In February 2021, the Court of International Trade held that the Commerce report is not a final agency action and that Section 232 does not require the president to decide a date when the tariffs will end (see 2102040026). The Universal Steel decision is one in a growing number of court cases parsing the president's authority under Section 232. More recently, the Federal Circuit said in Transpacific Steel LLC v. U.S. that the president can alter existing Section 232 tariffs beyond the 105-day deadline for taking such action (see 2107130059).

Transpacific surfaced in the Universal Steel oral argument, with the judges asking the plaintiffs if the landmark decision did not already address many of their arguments. Lewis Leibowitz, counsel for the plaintiffs, responded by saying that Transpacific dealt with the modification of existing Section 232 tariffs and not with the initial imposition of the tariffs, as his lawsuit does.

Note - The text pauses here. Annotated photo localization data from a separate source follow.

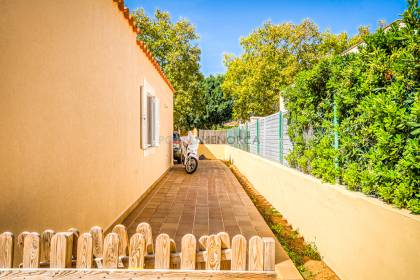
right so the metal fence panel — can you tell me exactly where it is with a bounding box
[282,116,292,165]
[262,113,281,162]
[248,121,257,155]
[259,118,265,156]
[226,111,292,166]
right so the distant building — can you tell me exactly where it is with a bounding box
[342,20,404,55]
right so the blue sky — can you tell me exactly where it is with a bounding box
[125,0,408,76]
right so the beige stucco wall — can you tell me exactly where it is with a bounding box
[205,144,420,280]
[0,0,173,238]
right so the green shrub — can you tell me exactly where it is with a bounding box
[283,0,419,213]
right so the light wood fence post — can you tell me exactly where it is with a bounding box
[112,224,128,258]
[23,232,40,268]
[128,233,145,269]
[248,236,263,271]
[231,234,247,271]
[0,232,14,268]
[263,237,275,271]
[136,223,154,255]
[180,233,196,270]
[103,233,119,269]
[76,233,93,269]
[67,228,80,262]
[40,230,54,265]
[50,232,73,268]
[155,233,170,269]
[206,234,221,270]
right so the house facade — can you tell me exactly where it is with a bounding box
[0,0,174,235]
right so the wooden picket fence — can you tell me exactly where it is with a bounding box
[0,223,276,279]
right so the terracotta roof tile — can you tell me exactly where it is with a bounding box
[112,0,175,93]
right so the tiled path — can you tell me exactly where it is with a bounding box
[122,160,288,263]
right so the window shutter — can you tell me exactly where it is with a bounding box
[140,85,148,149]
[152,97,160,147]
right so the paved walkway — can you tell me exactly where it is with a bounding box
[122,160,288,263]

One of the judges also asked the U.S. why judicial review wasn't available for the Commerce report when it was available for antidumping cases. The judge seemed to suggest that parallels could exist between antidumping duty cases and the imposition of Section 232 duties, seeing as the president has the option to not impose an AD order following Commerce's determinations but yet the courts routinely review Commerce determinations. While Oh couldn't speak to the AD statute, he said that the Section 232 statute is clear that the president takes the final action.